As for the error rate based on run of the mill assumptions, I don’t know for sure. I don’t have the article handy. But, I’d guess around 30%. However, it really depends on the prevalence of true effects. That’s essentially the overall probability of the alternative being true at the beginning of your study. And, that’s hard to say, but you can look at the significance of similar studies. But, you’d need to know how many were significant and not significant. Usually, we only hear about the significant studies. Bayesian statistics uses that approach. If your p-value is 0.07 but the alternative hypothesis is unlikely, the error rate could be much higher. So, take it with a grain of salt. The key point is that a p-value of near 0.05 (plus a little bit or minus a little bit) really is not strong evidence. 0.07 is a bit weaker. You really shouldn’t try to take it much further than that.

Jae Kim says

Hi

Interesting conversations on the choice of significance level.

May I introduce my paper: Choosing the level of significance: decision theoretic approach

https://onlinelibrary.wiley.com/doi/abs/10.1111/abac.12172

https://papers.ssrn.com/sol3/papers.cfm?abstract_id=2652773

I also have R package OptSig, freely available from

https://cran.r-project.org/web/packages/OptSig/index.html

You may choose 1%, 5% or 10% level based on risk and power, but these levels have no theoretical justification at all and still completely arbitrary. My paper proposes that the optimal level be obtained by minimizing expected loss.

Jerry says

When you say changing your alpha from .05 to .10 decreases the required evidence, that is literally true. It decreases the sample size required in order to detect the difference as significant; and/or increases the power of the study to detect this difference as statistically significant. I like to think in terms of all three: power, alpha, and sample size related to your effect size. The free software G*Power does a good job of determining these. That software also lets you graph, for example, statistical power as a function of sample size, but it isn’t always a smooth plot even though the axes are continuously and evenly scaled. For some statistical tests, that line is jerky. I think it has something to do with the shape of the distribution curve of something used in the calculation, but I’m embarrassed to say that I can’t recall what that is.

Vishnu Vinjamuri says

Hi Jim,

If the concept of choosing the confidence level flexibly is integrated into six sigma, that will be even better and will lead to higher refinement of the outcome. Hope I am thinking in the right direction.

Stan Alekman says

I consider “detectable difference” when designing a hypothesis study for inference.

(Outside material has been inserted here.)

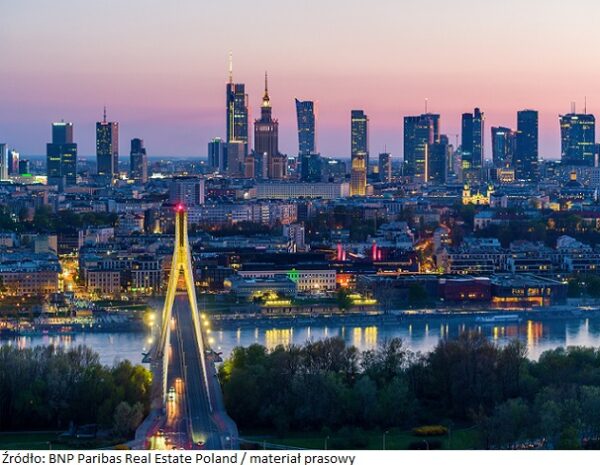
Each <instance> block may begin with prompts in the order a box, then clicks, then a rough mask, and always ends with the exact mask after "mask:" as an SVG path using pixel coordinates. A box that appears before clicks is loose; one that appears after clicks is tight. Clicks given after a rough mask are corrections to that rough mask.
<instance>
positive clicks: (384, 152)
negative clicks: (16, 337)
mask: <svg viewBox="0 0 600 465" xmlns="http://www.w3.org/2000/svg"><path fill="white" fill-rule="evenodd" d="M378 166H379V180H380V181H381V182H392V154H391V153H388V152H384V153H380V154H379V165H378Z"/></svg>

If p is greater than 0.10, any difference has been overwhelmed by the noise.

If p is smaller than 0.10, there is a potential difference.

If p is smaller than 0.01, there is a detectable difference that will convince a skeptic.

Jim Frost says

Hi Stan,

As always, it’s great to hear from you!

In terms of p-values and the strength of the evidence they represent against the null hypothesis, I generally agree with your summary.

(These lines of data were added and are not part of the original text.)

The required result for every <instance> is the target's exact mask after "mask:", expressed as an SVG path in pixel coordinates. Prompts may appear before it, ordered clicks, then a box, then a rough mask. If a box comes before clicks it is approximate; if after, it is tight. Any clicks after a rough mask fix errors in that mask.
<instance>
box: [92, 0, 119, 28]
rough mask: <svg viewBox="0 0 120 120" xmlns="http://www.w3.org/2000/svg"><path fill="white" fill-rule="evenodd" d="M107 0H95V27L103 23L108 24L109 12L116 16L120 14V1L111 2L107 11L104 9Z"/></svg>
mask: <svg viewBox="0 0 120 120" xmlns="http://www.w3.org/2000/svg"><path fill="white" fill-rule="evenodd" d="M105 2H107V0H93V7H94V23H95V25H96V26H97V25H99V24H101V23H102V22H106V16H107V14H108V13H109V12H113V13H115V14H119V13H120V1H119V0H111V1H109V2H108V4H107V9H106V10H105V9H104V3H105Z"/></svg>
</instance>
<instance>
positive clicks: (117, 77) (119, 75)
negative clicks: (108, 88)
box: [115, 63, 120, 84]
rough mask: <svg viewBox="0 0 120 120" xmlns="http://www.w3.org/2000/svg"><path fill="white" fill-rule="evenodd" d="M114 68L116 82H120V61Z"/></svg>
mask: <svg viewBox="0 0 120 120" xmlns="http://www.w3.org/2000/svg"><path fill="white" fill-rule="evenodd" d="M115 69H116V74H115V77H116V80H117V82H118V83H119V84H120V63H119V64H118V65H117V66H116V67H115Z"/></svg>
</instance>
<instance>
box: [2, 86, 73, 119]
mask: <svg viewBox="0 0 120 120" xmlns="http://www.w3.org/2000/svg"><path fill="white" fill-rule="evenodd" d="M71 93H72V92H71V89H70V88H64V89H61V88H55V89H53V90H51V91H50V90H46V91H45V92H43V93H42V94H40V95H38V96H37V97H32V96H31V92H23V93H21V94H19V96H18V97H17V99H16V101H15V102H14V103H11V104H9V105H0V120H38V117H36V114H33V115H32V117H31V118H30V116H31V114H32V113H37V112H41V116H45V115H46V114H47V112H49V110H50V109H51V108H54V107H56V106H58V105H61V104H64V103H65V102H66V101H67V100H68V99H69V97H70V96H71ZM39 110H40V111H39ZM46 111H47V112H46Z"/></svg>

Personally, I consider p-values around 0.05 to represent a potential difference. The strength of evidence from a single study near 0.05 isn’t particularly strong by itself–but it probably warrants follow up. That’s based on simulation studies, which I discuss towards the end of my post about interpreting p-values and a different post about an empirical reproducibility study.

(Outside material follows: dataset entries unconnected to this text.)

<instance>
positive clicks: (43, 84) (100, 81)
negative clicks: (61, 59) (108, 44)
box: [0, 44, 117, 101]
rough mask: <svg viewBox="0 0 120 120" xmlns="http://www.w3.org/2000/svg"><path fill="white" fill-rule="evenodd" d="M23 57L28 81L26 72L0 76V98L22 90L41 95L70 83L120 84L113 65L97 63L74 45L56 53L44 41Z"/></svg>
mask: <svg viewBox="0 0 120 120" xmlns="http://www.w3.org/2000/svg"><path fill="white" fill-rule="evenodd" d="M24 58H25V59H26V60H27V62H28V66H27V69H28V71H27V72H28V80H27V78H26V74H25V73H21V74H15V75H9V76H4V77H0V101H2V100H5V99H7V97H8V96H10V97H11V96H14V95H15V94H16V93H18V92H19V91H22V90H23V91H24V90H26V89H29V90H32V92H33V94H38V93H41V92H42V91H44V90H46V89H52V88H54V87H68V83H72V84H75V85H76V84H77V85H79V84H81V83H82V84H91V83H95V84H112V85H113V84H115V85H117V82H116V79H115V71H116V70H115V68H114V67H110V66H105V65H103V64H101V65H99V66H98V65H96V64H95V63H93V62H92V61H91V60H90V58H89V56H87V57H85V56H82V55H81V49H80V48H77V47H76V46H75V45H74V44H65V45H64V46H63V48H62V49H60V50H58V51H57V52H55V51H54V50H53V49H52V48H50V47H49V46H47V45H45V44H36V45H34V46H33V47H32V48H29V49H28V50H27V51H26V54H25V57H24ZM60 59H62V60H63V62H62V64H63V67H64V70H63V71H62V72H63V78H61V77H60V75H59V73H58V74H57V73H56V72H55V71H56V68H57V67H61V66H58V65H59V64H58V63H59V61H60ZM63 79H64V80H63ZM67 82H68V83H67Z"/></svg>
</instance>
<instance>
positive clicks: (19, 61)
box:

I agree that for p-values less than 0.01, the evidence is getting stronger. While a very low p-value doesn’t guarantee that the effect size is practically significant, it is pretty strong evidence.

Ratnadeep Sharma says

I think there is something wrong in the Type 2 error. Rejecting a true null hypothesis is type 1 error will be a better explanation. Correct me if i am wrong.

Jim Frost says

Hi Ratnadeep, Yes, you’re entirely correct! Thanks for pointing that out. I accidentally flipped the numbers around. I’ve made the correction.